Also thanks to the grant money, the Learning Center started this year with a budget increase of around $12,000. All tutoring services for about 50 subjects including individual tutoring are now free. Last year, students had to pay for tutoring or find their own groups
Finding a small group was difficult for some students, Karl said. Some students schedules didn’t fit with others and some students were shy of reaching out to other students, she said.
“That just didn’t seem fair, it didn’t seem right,” Karl said. “There were too many hoops for students to jump through.”
Huerta thinks the fact that all these roadblocks stopped a lot of students from getting tutoring.
The Learning Center opened in 1998 and was located in house 71, then moved to the library basement in 2009. Though all tutoring services were transferred to the library ground floor, few staff offices remain in the basement.

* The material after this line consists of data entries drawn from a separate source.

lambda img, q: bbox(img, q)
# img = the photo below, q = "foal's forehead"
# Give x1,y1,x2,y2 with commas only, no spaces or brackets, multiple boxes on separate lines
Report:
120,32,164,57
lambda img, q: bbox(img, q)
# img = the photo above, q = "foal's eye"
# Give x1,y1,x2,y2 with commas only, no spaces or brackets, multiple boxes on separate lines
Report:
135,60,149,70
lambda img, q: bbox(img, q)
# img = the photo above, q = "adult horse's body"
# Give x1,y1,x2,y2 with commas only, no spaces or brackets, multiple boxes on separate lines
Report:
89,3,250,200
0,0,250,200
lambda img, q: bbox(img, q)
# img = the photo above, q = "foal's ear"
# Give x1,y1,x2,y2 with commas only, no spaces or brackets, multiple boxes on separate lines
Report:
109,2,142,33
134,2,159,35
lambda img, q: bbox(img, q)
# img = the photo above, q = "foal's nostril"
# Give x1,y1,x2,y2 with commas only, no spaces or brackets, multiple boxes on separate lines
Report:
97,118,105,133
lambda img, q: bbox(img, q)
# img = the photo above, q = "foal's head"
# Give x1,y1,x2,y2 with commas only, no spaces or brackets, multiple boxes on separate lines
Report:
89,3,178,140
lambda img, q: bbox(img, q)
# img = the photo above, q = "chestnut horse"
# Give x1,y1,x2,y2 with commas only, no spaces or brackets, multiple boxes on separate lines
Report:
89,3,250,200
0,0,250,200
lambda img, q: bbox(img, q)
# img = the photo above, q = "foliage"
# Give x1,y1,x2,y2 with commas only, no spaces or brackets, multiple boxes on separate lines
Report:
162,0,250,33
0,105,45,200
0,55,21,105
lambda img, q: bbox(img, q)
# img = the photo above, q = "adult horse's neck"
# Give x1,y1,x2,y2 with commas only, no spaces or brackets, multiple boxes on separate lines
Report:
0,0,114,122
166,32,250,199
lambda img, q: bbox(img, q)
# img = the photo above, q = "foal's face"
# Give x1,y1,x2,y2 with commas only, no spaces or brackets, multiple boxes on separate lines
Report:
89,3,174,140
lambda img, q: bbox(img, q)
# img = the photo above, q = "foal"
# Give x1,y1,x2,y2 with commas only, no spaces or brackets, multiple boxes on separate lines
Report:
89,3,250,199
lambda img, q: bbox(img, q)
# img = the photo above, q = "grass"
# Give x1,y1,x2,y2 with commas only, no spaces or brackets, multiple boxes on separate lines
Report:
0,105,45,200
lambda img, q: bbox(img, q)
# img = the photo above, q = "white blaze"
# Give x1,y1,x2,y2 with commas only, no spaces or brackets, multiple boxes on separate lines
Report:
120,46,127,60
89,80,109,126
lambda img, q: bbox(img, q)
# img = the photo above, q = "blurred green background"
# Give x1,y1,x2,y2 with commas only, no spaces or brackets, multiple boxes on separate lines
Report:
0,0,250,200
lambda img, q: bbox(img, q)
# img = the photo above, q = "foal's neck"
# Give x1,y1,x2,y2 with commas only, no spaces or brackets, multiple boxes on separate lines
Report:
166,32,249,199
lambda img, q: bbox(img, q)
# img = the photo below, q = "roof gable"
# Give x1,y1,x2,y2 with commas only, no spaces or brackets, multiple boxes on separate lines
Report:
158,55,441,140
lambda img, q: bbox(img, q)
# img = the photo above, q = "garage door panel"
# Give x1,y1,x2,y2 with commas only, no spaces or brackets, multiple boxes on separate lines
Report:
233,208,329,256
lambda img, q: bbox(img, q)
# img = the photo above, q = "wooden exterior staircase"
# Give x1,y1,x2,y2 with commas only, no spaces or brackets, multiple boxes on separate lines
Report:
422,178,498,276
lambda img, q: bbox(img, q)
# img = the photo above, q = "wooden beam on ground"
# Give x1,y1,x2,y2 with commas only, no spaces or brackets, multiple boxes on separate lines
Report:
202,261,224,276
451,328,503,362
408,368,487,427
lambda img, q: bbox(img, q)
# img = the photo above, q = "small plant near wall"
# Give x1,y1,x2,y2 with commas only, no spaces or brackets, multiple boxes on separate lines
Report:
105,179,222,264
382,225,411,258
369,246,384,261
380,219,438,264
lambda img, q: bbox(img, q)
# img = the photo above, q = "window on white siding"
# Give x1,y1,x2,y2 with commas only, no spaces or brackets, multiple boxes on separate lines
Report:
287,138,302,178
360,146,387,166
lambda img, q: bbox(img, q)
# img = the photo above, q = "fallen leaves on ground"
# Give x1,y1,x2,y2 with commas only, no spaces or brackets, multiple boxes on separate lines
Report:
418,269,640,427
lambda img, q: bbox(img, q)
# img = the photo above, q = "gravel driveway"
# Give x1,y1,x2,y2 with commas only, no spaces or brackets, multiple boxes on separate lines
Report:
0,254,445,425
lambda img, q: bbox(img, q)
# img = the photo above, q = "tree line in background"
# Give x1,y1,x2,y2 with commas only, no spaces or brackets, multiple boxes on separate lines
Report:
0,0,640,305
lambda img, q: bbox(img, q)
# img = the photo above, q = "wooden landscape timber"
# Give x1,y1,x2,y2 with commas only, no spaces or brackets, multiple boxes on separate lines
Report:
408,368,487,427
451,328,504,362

In the past tutors had little or no training and were also hired or laid off based on demand. Karl said in the past they would hire many tutors, many of them were getting very few hours and it didn’t make sense to train them.
“Some of them didn’t get the very best training because we didn’t have the funds to train them well,” Karl said. “The grant allowed us to increase training for our tutors.”
This year, the center employed 85 tutors, compared to 110 tutors last year. All tutors are a part of the California State University Employees Union – Unit 11.
“We’ve been trying to be more systematic about not just having quantity in terms of tutors, but having tutors who are well-trained who have enough hours,” said Karl.
Although the Math, Science and General tutoring labs fall under the umbrella of the Learning Center. In the past, they were located in different locations throughout the library. The Math tutoring lab was on the second floor of the library while the other tutoring was in the basement.
“The Math tutoring was all the way up on the second floor of the library, not a lot of people knew about the Math tutoring lab,” Davidson said. “It was also a smaller more confined space.”
Now they’re all situated in the same area, making tutoring more accessible for students. The new tutoring hub has become a one-stop-shop for tutoring.
“It’s much more helpful and easier to have the two places together,” Huerta said.
The HSI grant which helped fund the Learning Center’s expansion and reforms were awarded to HSU and divided over five years.
Though the improvements made are great, they aren’t sustainable over the long term. HSU is only receiving the HSI grant for a five-year period. When asked what will happen after five years, Karl said that’s up to the university or other grants.